Pham’s voice held quiet certainty, with none of the bluster of Old Pham Trinli. Nau could imagine ordinary people gripped by that voice, led. But Tomas Nau was a pro himself. He had no trouble interrupting: “On the contrary, sir. I hold the only power that is worth noting.” He touched the panel by the launch tube. There was a thump as compressed air blew out the top end and cleared the snow. “I’ve programmed and loaded a tactical nuclear weapon. The target is the Peddlers’ temp. The weapon is ad hoc, but I’m sure it’s sufficient.”
“You can’t do that, Podmaster. Three hundred of your own people are over there.”
Nau laughed gently. “Oh, I can do it. I lose a lot, but I still have some people in coldsleep. I—are you really Pham Nuwen?” The question slipped out, almost uncalculated.
There was a pause, and when Nuwen spoke, he sounded distracted, “Yes.” And you’re handling everything yourself, aren’t you? It made sense. An ordinary conspiracy would have been detected years ago. It had been just Pham Nuwen and Ezr Vinh, right from the beginning.

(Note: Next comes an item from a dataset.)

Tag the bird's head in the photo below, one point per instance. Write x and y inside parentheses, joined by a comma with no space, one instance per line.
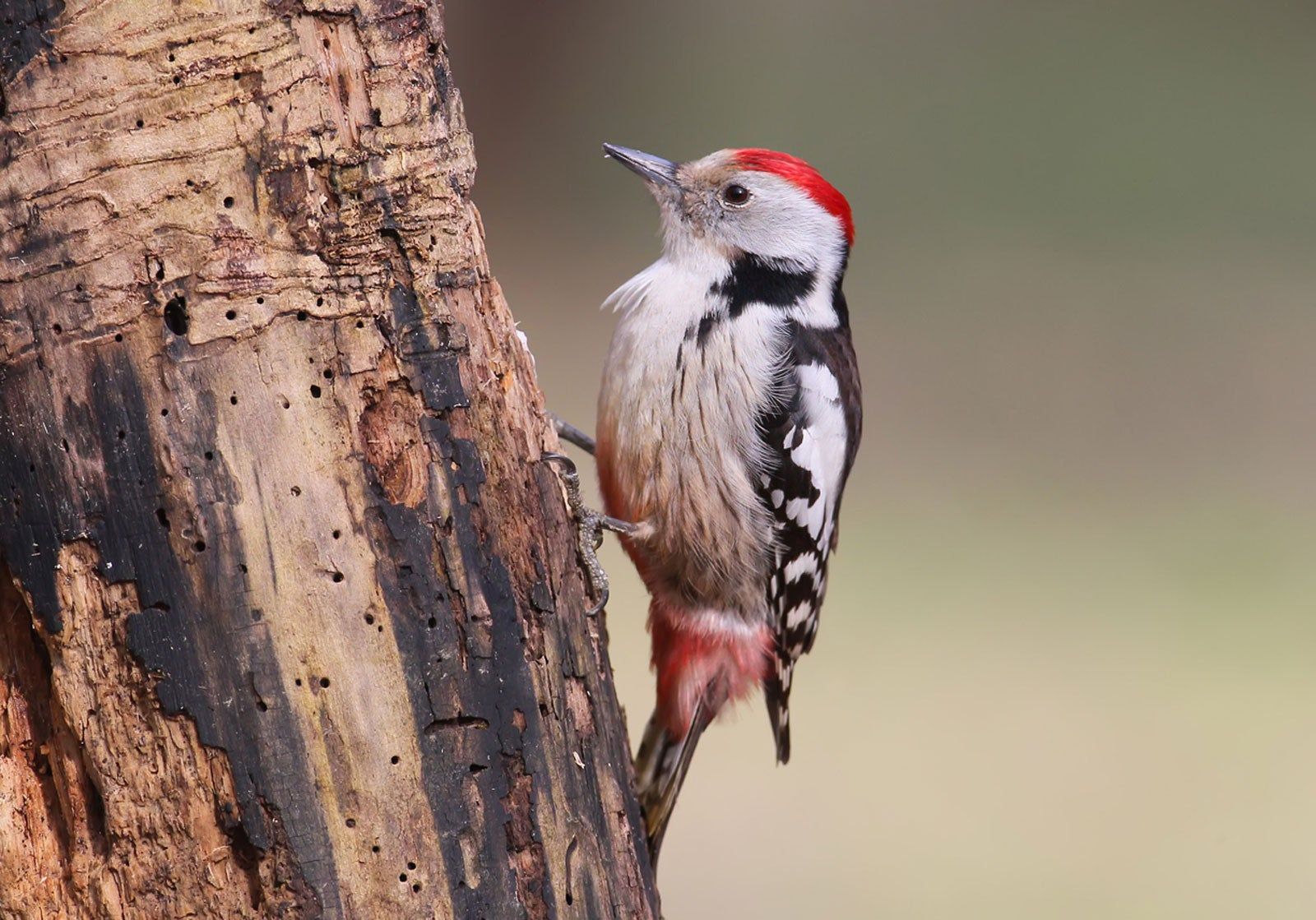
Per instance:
(749,201)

Like a single man pulling his wagon across a continent, Nuwen had persevered, had almost conquered. “It’s an honor to meet you, sir. I’ve studied you for many years.” As he spoke, Nau popped up a view of the torpedo’s diagnostics. He was looking straight down the launch rail; the tube was clear. “Perhaps your only mistake is that you have not fully understood the Podmaster ethos. You see, we Podmasters grew out of disaster. That is our inner strength, our edge. If I destroy the temp, it will be an enormous setback for the L1 operation. But my personal situation will improve. I will still have the rockpile. I will still have many of the zipheads. I will still have the Invisible Hand.” He turned away from the launch tube. He looked across the equipment bays, at the remaining torpedoes; he might have to knock out the Hammerfest Attic, too. That had not been part of even the most extreme disaster plans. Maybe there was some way to do it that would leave some of the zipheads alive. Another part of his mind waited curiously for what Pham Nuwen would say. Would he cave in like an ordinary person, or did he have the true heart of a Podmaster? That question was the essence of Pham Nuwen’s moral weakness.